Géothermie à fort potentiel
En Suisse, la géothermie a le potentiel de couvrir à l’avenir une grande partie de la demande en chaleur pour le chauffage, l’eau chaude et certains processus industriels. D’une part, l’eau peut être chauffée sous terre et ensuite transportée. D’autre part, le sous-sol peut servir de réservoir pour l’eau chauffée en surface, par exemple grâce à l’énergie excédentaire provenant de l’énergie photovoltaïque ou des usines d’incinération des déchets. Si ce potentiel est exploité, l’énergie géothermique peut apporter une contribution importante à la décarbonisation dans ce domaine.
Afin d’exploiter le potentiel de l’énergie géothermique pour la production de chaleur et la production directe d’électricité, des paramètres comme la composition et les réactions du sous-sol local doivent être mieux compris. En outre, il est important d’étudier les processus et les techniques adaptées à la production de chaleur. Puisque l’efficacité de l’énergie géothermique augmente avec la profondeur, des études à de plus grandes profondeurs, telles que celles menées au BedrettoLab de l’ETH Zurich, revêtent une importance primordiale.
Grâce aux connaissances acquises dans le cadre du SCCER-SoE, l’avenir de l’énergie géothermique pour la production de chaleur et pour une contribution éventuelle à la production directe d’électricité peut être envisagé avec optimisme. Dans tous les cas, il est recommandé d’adopter une approche progressive, permettant d’approfondir continuellement la connaissance du sous-sol et de renseigner sur le choix et/ou la conception des processus.
Pour atteindre l’objectif « zéro émission nette », les émissions négatives sont indispensables.

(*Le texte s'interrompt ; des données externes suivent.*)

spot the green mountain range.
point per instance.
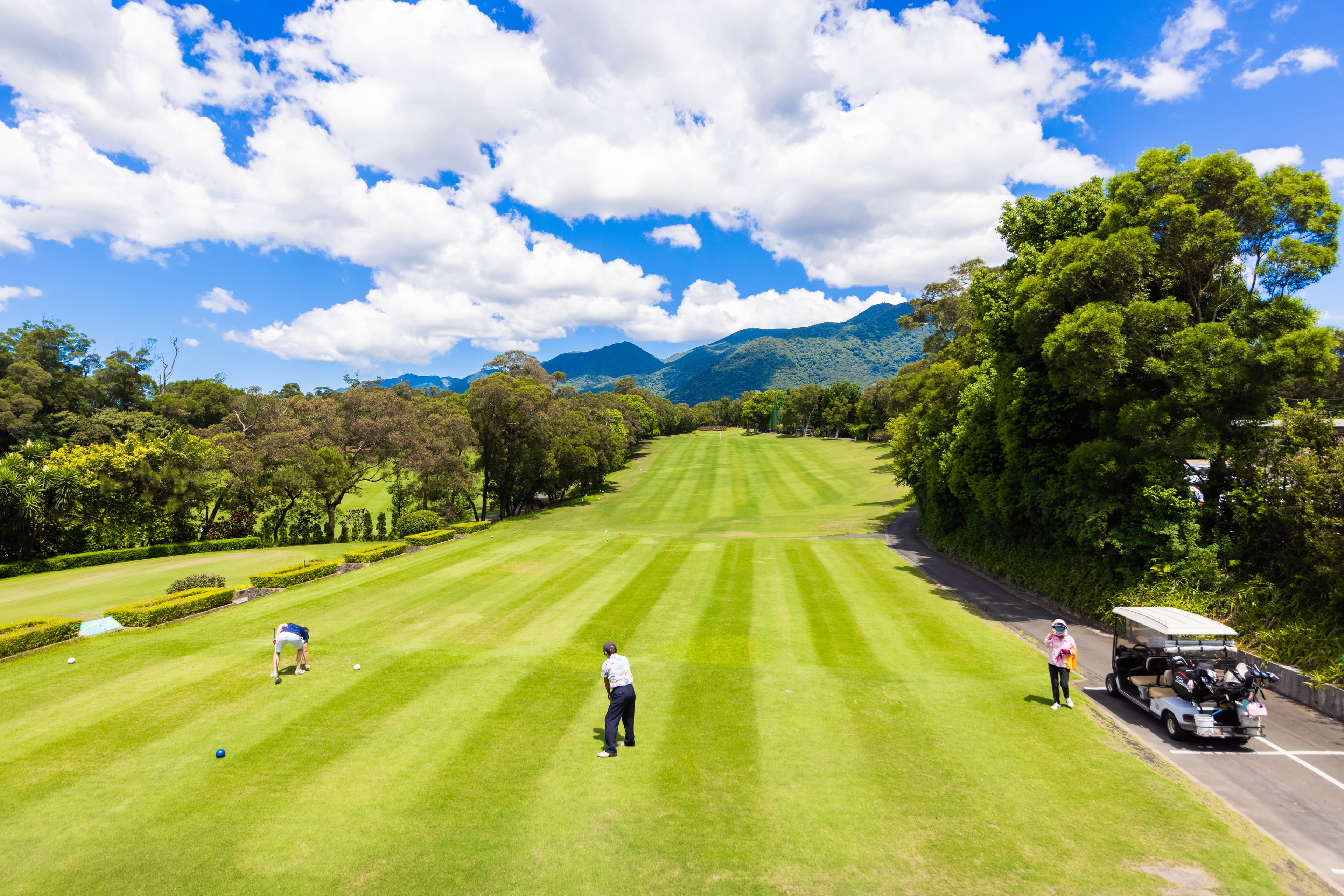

Pour ce faire, le CO2 peut être capté directement dans l’air ou à travers des processus industriels et pompé dans des formations géologiques situées à des profondeurs adaptées. Dans ces conditions, le CO2 se minéralise et se lie ainsi à la roche environnante garantissant un stockage définitif.
Il est indéniable que le potentiel de stockage du CO2 est plus faible qu’espéré. Cependant, afin d’estimer le potentiel effectif, des analyses plus détaillées du sous-sol sont nécessaires. En parallèle, il est conseillé d’explorer les alternatives de stockage à l’étranger, car il devient évident qu’elles sont indispensables pour atteindre l’objectif « zéro émission nette ».
Texte fondé sur un communiqué de presse de l’ETH Zurich
Le Centre de compétence suisse pour la recherche énergétique – production d’électricité SCCER-SoE
Le Centre de compétence suisse pour la recherche énergétique – production d’électricité (SCCER- SoE, Swiss Competence Center for Energy Research – Supply of Electricity) incarne une recherche innovante et durable dans les domaines de l’énergie géothermique et de l’énergie hydraulique. Le SCCER-SoE a recherché, développé et testé de nouvelles technologies et optimisé les infrastructures existantes pour la production de l’énergie de demain. À cette fin, le SCCER-SoE a créé des centres de recherche innovants en étroite collaboration avec l’industrie, a fondé des plateformes technologiques, a investi dans des laboratoires et a coordonné des projets de recherche nationaux et internationaux.
Les activités ont été menées en coordination avec l’Office fédéral de l’énergie. Le SCCER-SoE a été financé par le Fonds national suisse et la Commission pour la technologie et l’innovation, qui est par ailleurs responsable du contrôle du SCCER-SoE.